A Constituição Federal de 1988 inovou o ordenamento jurídico ao possibilitar a utilização de mandado de segurança para defesa de interesses transindividuais (coletivos e difusos), atribuindo condição constitucional à concessão de tutela coletiva com ampliação do rol de legitimados para sua propositura. O mandado de segurança coletivo pode ser utilizado por partido político com representação no Congresso Nacional. Também pode ser utilizado por organização sindical, entidade de classe ou associação, nestes casos, o mandado de segurança coletivo tem a função de reduzir o acúmulo de ações judiciais em que se discutem temas de interesse coletivo. Devido às relações tributárias, esse instrumento acabou ganhando força, especialmente considerando a extensão dos efeitos e o poder de suas decisões.

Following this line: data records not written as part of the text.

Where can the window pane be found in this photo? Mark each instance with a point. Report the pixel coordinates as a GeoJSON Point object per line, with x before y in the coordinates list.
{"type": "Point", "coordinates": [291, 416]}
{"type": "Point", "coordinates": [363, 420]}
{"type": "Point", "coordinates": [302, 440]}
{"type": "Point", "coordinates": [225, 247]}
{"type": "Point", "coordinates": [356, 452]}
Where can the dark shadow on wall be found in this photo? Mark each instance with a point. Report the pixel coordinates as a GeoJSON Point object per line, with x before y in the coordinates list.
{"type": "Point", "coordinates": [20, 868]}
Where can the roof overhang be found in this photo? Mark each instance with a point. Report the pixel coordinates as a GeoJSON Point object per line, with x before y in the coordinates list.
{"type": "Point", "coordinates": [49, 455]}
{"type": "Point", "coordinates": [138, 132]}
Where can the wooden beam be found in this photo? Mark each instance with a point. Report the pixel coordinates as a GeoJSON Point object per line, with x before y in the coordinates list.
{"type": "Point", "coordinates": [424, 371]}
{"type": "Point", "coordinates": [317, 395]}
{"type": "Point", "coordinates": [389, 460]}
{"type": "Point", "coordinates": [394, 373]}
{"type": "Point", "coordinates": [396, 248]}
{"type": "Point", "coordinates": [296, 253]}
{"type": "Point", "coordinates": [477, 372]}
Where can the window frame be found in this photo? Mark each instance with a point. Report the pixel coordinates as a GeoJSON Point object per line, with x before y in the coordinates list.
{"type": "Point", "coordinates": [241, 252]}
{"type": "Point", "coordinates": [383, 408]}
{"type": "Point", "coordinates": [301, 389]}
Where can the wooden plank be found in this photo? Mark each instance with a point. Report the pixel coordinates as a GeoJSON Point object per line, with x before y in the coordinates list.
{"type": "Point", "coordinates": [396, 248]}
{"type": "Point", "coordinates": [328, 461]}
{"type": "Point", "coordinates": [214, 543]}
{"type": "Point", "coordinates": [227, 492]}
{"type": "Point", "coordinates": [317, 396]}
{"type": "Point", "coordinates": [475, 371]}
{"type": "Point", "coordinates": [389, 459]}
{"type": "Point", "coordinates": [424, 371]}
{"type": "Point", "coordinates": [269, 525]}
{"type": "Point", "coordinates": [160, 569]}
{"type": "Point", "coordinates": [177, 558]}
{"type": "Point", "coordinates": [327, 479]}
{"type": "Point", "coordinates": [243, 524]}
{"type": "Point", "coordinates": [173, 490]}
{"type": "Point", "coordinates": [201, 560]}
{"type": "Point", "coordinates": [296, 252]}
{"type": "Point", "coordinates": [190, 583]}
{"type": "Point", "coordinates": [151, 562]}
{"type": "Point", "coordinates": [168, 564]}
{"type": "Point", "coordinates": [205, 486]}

Durante muitos anos, foi questionada a necessidade de autorização expressa dos representados e da apresentação, no momento da impetração do mandado de segurança coletivo, da relação nominal dos substituídos processuais representados pelos sindicatos e associações. Tais discussões foram superadas após o julgamento pelo STF (Supremo Tribunal Federal) e STJ (Superior Tribunal de Justiça). No ARE 1.293.130-SP, o STF entendeu ser desnecessária a autorização expressa dos associados. No AgInt no REsp 1.841.604-RJ, o STJ dispensou a apresentação da relação nominal dos associados no momento da impetração, considerando irrelevante se a filiação ocorreu antes ou depois da impetração.

Em matéria tributária, as repercussões desses julgados são muito relevantes, especialmente porque nesses precedentes não se esclareceu se há ou não um limite temporal para a associação ou filiação, nem quais as repercussões processuais para fins de contagem do prazo prescricional da recuperação de créditos tributários.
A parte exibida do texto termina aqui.